Using pyro.deterministic to create trace of variable

I am fairly new to Pyro and need your help on the following topic:

I am performing an HMC run and I would like to keep track of a variable’s trace that is not actively affecting the model’s likelihood. The sole reason of doing so is to have easy access to this variable’s trace after the run has been made. In my simple case (based on pyro.ai/examples), this is just the off-diagonal term of the Cholesky matrix, which I pass to “x”. When I use pyro.deterministic, I cannot see “x” in the collected posterior. Do you haev any solutions?

def model(y):
    d=y.shape[1]
    N=y.shape[0]
    theta = pyro.sample("theta", dist.HalfCauchy(torch.ones(d)))
    eta = torch.ones(1)
    L_omega = pyro.sample("L_omega", dist.LKJCorrCholesky(d, eta))
    L_Omega = torch.mm(torch.diag(theta.sqrt()), L_omega)
    mu = torch.zeros(d)

    x=pyro.deterministic('x',L_omega[0,1])

   with pyro.plate("observations", N):
      obs = pyro.sample("obs", dist.MultivariateNormal(mu, scale_tril=L_Omega), obs=y)
   return obs

Thank you in advance for your help.

see the docs for print_summary. you can pass in exclude_deterministic=False.

Thanks for your quick response. I get the following error:
AttributeError: ‘MCMC’ object has no attribute ‘print_summary’

Also, would print_sumamry(exclude_deterministic=False) lead to the posterior having the trace of the deterministic varaible?

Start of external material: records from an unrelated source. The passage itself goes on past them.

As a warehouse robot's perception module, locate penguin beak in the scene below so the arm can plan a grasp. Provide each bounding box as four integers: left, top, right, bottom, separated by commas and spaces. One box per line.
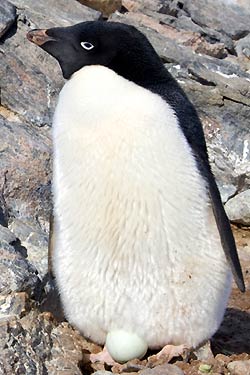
27, 29, 56, 46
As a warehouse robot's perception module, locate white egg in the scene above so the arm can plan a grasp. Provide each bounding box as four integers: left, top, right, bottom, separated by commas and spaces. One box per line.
106, 329, 148, 363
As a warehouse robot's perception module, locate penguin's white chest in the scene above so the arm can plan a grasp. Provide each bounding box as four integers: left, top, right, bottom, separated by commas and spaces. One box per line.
53, 66, 231, 347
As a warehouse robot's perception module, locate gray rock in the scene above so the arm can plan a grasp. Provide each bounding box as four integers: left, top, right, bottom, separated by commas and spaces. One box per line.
139, 363, 184, 375
78, 0, 122, 17
227, 360, 250, 375
218, 184, 237, 203
0, 225, 17, 244
235, 35, 250, 59
0, 292, 29, 324
0, 310, 101, 375
182, 0, 250, 39
0, 114, 51, 222
111, 13, 250, 197
0, 0, 16, 38
0, 241, 40, 295
0, 0, 100, 126
9, 219, 48, 279
225, 190, 250, 226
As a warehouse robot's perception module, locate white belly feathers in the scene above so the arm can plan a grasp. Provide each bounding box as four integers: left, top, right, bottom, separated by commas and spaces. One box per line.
53, 66, 231, 347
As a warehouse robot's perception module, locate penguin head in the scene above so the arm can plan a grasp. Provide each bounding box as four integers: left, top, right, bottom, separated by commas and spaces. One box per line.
27, 21, 163, 81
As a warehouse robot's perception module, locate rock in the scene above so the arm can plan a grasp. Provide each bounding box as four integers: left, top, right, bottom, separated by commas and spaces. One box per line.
218, 184, 237, 203
120, 12, 227, 58
0, 310, 101, 375
225, 189, 250, 226
0, 226, 40, 296
78, 0, 122, 16
110, 13, 250, 197
0, 114, 51, 225
122, 0, 163, 12
139, 363, 184, 375
0, 241, 40, 295
0, 0, 100, 126
235, 35, 250, 59
0, 225, 17, 244
9, 219, 48, 279
194, 341, 214, 361
0, 292, 29, 324
227, 360, 250, 375
181, 0, 250, 39
0, 0, 16, 38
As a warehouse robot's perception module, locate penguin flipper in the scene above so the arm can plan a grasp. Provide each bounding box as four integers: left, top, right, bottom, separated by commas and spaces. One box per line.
206, 166, 245, 292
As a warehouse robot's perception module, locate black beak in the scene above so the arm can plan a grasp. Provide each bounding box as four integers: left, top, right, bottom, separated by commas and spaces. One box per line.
27, 29, 56, 46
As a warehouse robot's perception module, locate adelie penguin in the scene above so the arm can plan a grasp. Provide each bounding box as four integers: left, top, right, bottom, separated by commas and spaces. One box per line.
28, 21, 244, 363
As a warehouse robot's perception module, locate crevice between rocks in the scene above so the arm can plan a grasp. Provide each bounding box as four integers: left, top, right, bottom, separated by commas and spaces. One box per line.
0, 15, 18, 45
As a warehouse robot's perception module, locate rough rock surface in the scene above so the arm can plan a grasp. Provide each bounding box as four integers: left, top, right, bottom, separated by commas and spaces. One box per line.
0, 0, 250, 375
225, 189, 250, 226
78, 0, 122, 16
0, 0, 16, 38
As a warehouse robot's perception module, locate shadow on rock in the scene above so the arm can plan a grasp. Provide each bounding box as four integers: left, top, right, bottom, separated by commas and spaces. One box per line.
211, 308, 250, 355
40, 274, 66, 322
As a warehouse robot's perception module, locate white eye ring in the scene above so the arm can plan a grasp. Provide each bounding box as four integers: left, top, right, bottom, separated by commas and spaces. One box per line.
81, 42, 94, 51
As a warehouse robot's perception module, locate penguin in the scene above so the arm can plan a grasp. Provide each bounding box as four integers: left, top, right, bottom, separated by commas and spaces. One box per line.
27, 21, 245, 364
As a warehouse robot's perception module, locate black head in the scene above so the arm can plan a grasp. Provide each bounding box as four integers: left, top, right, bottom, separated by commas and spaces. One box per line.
27, 21, 165, 82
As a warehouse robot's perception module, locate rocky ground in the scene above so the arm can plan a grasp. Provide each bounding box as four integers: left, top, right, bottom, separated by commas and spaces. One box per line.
0, 0, 250, 375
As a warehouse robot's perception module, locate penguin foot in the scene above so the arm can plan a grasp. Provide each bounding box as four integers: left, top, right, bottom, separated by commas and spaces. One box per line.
151, 344, 189, 362
90, 346, 120, 366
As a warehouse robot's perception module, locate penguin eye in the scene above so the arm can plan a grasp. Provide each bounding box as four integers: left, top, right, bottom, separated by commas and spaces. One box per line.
81, 42, 94, 51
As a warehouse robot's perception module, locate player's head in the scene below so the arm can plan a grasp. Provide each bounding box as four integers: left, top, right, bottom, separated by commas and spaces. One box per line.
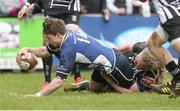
135, 48, 163, 70
43, 18, 66, 47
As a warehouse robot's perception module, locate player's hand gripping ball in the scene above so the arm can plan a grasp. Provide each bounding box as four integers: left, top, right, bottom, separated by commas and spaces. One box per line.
16, 52, 37, 71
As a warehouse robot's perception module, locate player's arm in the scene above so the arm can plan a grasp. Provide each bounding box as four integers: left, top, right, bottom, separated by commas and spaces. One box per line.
24, 78, 64, 97
18, 46, 51, 57
102, 74, 139, 93
18, 0, 39, 21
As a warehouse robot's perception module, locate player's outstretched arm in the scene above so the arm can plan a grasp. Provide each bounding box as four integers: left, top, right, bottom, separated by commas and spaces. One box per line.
24, 78, 64, 97
17, 46, 50, 57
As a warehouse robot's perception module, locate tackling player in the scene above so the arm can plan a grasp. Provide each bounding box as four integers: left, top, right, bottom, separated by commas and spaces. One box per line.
143, 0, 180, 97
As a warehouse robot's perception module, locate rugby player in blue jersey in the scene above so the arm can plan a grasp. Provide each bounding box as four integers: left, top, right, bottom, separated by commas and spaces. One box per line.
18, 18, 159, 97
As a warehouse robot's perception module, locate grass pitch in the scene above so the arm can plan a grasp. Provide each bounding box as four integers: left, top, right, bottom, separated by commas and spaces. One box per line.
0, 71, 180, 110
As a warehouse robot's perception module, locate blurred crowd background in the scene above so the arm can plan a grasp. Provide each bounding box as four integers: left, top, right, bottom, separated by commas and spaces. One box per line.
0, 0, 155, 21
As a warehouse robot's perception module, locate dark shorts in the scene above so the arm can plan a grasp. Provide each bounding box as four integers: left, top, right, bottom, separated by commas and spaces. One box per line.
162, 17, 180, 42
91, 50, 135, 89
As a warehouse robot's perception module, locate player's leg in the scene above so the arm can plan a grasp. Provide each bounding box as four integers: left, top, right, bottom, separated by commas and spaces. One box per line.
148, 21, 180, 95
42, 38, 52, 88
89, 68, 107, 92
72, 64, 81, 83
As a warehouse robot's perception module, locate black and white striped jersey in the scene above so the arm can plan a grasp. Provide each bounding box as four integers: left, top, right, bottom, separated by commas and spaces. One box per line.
153, 0, 180, 24
27, 0, 80, 12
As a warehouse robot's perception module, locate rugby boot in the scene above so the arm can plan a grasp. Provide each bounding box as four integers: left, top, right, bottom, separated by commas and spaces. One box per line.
64, 80, 89, 92
150, 82, 173, 94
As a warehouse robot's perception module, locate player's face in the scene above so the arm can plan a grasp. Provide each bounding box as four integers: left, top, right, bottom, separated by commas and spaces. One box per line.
44, 34, 61, 47
134, 52, 145, 70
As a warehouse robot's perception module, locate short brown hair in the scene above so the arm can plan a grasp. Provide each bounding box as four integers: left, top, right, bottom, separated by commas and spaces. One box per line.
43, 18, 66, 35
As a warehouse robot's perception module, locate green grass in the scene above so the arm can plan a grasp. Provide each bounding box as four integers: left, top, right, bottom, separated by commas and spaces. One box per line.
0, 71, 180, 110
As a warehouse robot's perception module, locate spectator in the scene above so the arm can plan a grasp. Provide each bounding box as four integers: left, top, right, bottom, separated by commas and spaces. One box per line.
80, 0, 110, 22
126, 0, 151, 17
106, 0, 126, 15
0, 0, 24, 16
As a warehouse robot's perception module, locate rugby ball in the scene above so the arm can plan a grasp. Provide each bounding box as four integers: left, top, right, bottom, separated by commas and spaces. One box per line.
18, 52, 37, 71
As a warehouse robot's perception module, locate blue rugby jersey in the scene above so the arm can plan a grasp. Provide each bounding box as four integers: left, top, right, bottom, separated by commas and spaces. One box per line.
47, 30, 116, 79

You can find my script below:

import torch
import pyro
import pyro.distributions as dist
from pyro.infer.mcmc.api import MCMC
from pyro.infer.mcmc import NUTS

def model(y):
    d=y.shape[1]
    N=y.shape[0]
    theta = pyro.sample("theta", dist.HalfCauchy(torch.ones(d)))
    eta = torch.ones(1)
    L_omega = pyro.sample("L_omega", dist.LKJCorrCholesky(d, eta))
    L_Omega = torch.mm(torch.diag(theta.sqrt()), L_omega)
    mu = torch.zeros(d)
    with pyro.plate("observations", N):
        obs = pyro.sample("obs", dist.MultivariateNormal(mu, scale_tril=L_Omega), obs=y)
    return obs

if __name__ == "__main__":
    y = torch.randn(size=(100, 2))
    nuts_kernel = NUTS(model=model)
    mcmc = MCMC(kernel=nuts_kernel, num_samples=100, num_chains=1, warmup_steps=100)
    mcmc.run(y)
    mcmc.print_summary(exclude_deterministic=False)
    posterior=mcmc.get_samples(100)

oh sorry i thought you were using numpyro. i’d recommend you try doing this in numpyro it’ll be much faster.

I am using Windows and have trouble installing jax, so numpyro is not an option. Is there no way to achieve this using pyro?

@fehiepsi do you know what the behavior on the pyro side is? are the deterministic sites filtered out somewhere?

In Pyro, we need to use Predictive as in this example to get values of any sites (through return_sites argument).